Selon lui, le choix de Benjamin Stora pourrait être positif et apporter quelque chose « dans la mesure où il est né algérien, sur le sol algérien ». « Peut être que par sentiment ou par amour à la terre natale, il ferait oeuvre utile pour l’Algérie en matière de récupération des archives. Il reste qu’il est aussi français. Si M.Stora veut être neutre dans son écriture, nous lui demanderons pas d’être avec nous. Peut être que nous, en écrivant de notre côté, nous le serions pas. S’il voudrait être neutre donc, il n’a qu’à faire un essai en écrivant sur René Meyer, l’éternel député de Constantine. René Meyer avait combattu Bendjelloul, Ben Badis, Messali, Ferhat Abbas…Tout ce qui était algérien », a-t-il souligné.
Plusieurs fois ministres, entre 1947 et 1952, René Meyer était député radical de Constantine en 1946, grand défenseur des colons et de « l’Algérie française ». Proche du général Henri Giraud, il avait occupé le secrétariat aux communications au sein du commandement en chef civil et militaire à Alger en 1943. « Il n’y a rien d’écrit sur René Meyer. En 1946, il y a eu une altercation entre lui et Ferhat Abbas à l’Assemblée nationale à Paris. Abbas était député. René a interpellé Abbas en lui disant : « j’aime les arabes ». Et Abbas de répliquer : « oui, vous les aimez, comme vous aimez les bifteck saignants ! », a rappelé Mohand Ouamar Benlhadj.
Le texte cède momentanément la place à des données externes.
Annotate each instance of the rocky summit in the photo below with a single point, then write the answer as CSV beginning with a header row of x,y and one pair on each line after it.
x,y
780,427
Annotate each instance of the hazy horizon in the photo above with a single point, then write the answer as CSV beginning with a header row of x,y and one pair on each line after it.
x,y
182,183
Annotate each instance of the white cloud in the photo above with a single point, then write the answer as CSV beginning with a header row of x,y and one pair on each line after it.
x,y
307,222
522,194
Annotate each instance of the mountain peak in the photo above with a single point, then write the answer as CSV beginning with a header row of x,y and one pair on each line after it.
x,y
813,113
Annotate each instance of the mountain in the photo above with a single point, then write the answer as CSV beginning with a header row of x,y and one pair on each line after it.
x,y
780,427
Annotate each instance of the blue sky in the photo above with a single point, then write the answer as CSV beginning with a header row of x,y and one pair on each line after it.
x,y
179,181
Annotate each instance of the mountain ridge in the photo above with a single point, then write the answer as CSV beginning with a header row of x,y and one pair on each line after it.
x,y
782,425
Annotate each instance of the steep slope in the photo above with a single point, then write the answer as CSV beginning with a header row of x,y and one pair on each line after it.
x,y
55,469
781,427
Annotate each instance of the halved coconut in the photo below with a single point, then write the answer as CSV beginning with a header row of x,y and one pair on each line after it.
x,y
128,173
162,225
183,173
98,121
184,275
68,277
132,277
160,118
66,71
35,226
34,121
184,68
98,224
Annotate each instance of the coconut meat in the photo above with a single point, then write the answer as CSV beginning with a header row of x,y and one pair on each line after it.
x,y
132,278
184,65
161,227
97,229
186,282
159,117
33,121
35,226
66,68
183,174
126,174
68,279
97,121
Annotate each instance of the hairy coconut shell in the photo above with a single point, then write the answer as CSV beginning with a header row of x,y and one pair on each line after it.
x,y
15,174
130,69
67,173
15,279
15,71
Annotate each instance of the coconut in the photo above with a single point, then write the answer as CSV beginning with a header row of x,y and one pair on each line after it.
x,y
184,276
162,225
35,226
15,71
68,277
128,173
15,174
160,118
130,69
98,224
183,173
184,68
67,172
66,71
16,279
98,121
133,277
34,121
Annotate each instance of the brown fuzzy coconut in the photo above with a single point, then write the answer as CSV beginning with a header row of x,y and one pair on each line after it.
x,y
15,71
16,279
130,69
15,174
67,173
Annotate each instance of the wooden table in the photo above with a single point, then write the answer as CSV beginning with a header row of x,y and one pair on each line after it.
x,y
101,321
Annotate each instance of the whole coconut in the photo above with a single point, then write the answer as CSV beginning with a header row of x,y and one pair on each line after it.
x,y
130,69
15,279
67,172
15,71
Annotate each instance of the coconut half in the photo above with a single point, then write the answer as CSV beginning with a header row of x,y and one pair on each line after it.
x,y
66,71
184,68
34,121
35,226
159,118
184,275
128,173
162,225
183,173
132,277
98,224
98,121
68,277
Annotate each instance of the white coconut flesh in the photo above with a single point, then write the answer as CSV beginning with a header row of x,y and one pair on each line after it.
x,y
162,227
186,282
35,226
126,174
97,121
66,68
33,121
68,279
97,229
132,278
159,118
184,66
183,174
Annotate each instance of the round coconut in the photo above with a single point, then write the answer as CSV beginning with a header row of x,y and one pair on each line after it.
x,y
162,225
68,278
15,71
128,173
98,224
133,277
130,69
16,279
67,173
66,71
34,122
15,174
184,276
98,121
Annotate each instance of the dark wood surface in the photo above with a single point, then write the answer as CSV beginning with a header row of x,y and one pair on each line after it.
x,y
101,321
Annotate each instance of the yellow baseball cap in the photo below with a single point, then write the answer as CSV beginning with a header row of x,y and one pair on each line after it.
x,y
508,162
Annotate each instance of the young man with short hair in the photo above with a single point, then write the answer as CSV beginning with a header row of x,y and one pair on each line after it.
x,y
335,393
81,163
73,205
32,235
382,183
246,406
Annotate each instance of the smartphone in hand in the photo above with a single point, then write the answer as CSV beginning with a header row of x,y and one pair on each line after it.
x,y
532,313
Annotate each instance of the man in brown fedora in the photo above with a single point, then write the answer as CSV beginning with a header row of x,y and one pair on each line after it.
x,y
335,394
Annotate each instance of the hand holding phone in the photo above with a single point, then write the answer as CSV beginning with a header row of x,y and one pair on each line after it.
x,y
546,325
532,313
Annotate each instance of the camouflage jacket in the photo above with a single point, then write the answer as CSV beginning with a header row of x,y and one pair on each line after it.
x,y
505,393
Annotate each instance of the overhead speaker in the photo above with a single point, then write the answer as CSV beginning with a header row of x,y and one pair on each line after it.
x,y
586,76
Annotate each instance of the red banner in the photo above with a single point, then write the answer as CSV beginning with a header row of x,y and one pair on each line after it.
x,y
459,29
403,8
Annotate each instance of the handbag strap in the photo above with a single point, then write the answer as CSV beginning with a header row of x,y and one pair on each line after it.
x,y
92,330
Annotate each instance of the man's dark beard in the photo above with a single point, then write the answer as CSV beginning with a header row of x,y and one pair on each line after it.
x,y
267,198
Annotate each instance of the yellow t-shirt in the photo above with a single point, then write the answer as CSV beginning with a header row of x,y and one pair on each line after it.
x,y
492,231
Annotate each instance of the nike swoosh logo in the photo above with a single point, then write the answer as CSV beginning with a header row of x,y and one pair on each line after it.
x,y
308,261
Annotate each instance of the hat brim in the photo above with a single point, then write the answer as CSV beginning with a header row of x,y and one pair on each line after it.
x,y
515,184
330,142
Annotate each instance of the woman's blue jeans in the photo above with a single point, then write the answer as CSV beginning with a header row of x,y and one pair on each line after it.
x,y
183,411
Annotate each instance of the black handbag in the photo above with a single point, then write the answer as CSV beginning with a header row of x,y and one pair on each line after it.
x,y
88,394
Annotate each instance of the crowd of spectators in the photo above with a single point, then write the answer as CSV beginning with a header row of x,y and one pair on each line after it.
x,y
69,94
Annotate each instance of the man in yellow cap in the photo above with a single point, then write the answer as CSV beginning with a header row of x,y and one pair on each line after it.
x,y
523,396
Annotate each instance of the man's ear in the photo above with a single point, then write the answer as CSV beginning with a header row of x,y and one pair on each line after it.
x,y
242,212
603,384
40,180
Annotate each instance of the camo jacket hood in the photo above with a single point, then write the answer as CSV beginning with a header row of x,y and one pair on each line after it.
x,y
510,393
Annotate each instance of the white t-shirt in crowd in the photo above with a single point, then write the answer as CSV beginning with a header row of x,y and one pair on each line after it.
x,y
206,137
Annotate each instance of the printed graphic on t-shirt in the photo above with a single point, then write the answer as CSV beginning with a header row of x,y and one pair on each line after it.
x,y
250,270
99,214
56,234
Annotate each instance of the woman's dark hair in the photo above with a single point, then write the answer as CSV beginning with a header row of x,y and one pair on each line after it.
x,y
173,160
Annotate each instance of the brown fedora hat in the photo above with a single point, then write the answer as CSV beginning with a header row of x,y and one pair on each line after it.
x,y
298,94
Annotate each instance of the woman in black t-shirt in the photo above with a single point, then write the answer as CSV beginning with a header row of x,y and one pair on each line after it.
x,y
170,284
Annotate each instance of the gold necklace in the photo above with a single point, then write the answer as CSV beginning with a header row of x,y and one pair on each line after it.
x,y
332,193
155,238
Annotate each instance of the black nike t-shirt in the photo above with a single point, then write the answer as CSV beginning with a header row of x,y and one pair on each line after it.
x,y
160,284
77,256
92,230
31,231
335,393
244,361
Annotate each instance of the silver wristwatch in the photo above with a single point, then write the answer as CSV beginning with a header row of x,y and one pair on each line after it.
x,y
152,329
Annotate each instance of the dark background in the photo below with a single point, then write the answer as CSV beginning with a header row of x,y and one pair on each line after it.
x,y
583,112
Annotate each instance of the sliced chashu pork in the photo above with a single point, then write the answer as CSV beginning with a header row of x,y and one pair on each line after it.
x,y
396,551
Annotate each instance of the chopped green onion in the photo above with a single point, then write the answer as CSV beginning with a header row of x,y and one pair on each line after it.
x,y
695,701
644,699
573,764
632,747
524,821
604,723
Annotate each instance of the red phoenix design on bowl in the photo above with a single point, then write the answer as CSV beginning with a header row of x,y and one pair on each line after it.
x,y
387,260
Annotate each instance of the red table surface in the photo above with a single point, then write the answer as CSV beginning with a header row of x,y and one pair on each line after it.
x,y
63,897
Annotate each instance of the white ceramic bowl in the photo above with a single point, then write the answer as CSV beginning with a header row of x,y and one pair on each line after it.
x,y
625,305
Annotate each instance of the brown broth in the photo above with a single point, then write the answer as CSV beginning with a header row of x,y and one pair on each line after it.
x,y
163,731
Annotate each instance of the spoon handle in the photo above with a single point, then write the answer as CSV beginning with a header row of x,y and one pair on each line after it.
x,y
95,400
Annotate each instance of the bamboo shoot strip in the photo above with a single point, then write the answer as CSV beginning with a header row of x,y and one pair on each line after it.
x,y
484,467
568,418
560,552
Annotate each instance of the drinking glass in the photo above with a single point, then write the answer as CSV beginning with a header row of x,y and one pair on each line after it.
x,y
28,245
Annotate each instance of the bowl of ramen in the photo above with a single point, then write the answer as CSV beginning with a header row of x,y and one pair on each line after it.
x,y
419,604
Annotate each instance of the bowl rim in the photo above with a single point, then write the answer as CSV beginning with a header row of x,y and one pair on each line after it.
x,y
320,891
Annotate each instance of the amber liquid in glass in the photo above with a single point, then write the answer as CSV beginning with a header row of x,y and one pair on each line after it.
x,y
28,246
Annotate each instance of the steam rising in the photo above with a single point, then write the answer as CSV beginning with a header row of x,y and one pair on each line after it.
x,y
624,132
« Messali, c’est notre Pétain«
Le responsable de l’ONM a critiqué la position de Benjamin Stora sur « la réhabilitation » de Messali Hadj. « Messali, c’est notre Pétain. Philippe Pétain était un héros français de Verdun (bataille en 1917), il est devenu un traître qui a fini ses jours à Île d’Yeu (1951) en passant par Vichy (collaboration avec le régime nazi à partir de 1940) ».
« Messali est passé par le MNA (Mouvement national algérien). Le MNA a crée une armée qui a combattu l’ALN (Armée de libération nationale). Dès janvier 1955, Belounis a créé des maquis en Kabylie, puis à Bordj Bou Arreridj. Ils avaient des groupes à Alger qui s’attaquaient à ceux qui n’étaient pas avec eux, compte tenu du clivage au sein du MTLD (Mouvement pour le triomphe des libertés démocratiques). Ils s’attaquaient surtout aux mozabites. Ils ont installé leurs premières unités combattantes à Bouira, nous les avions en face. Ils nous appelaient les « Krimistes », en référence à Krim Belkacem. A l’époque Krim était un illustre inconnu au niveau national. Donc, pour les gens « Krimistes », signifiaient être anti-national puisque combattus par Messali », poursuit Mohand Ouamar Benlhadj.
Il rajoute que « Messali était connu comme un grand chef, un zaïm. Belounis était armé et équipé par les français (…) Tout cela M. Stora ne pouvait pas l’ignorer en évoquant son réhabilitation », a soutenu le responsable de l’ONM avant d’ajouter : « la France a condamné Pétain. L’Algérie n’a pas fait le procès de Messali. Juridiquement, Messali n’a pas été condamné mais tout le monde sait qu’il avait trahi bien que son passé était des plus illustres ».
« Que chacun écrive l’Histoire de son côté »
Il a précisé que l’ONM exige la restitution de toutes les archives prises par la France et refuse toute « écriture commune » de l’Histoire. « Que chacun écrive l’Histoire de son côté. L’histoire la guerre de libération nationale (1954-1962) sera écrite par les Algériens. C’est nous qui avons vécu et souffert de l’occupation française et de l’exploitation. Les Algériens sont morts par milliers. Nous sommes donc plus habilités à écrire l’Histoire de notre pays. L’Histoire est écrite par les vainqueurs. La France n’est pas intéressée pour écrire notre Histoire. Si elle veut le faire, elle doit évoquer tous les crimes qu’elle a commis chez nous. Ce qu’ils ont écrit à ce jour, c’est pour dire qu’ils sont venus nous civiliser ! », a-t-il dit.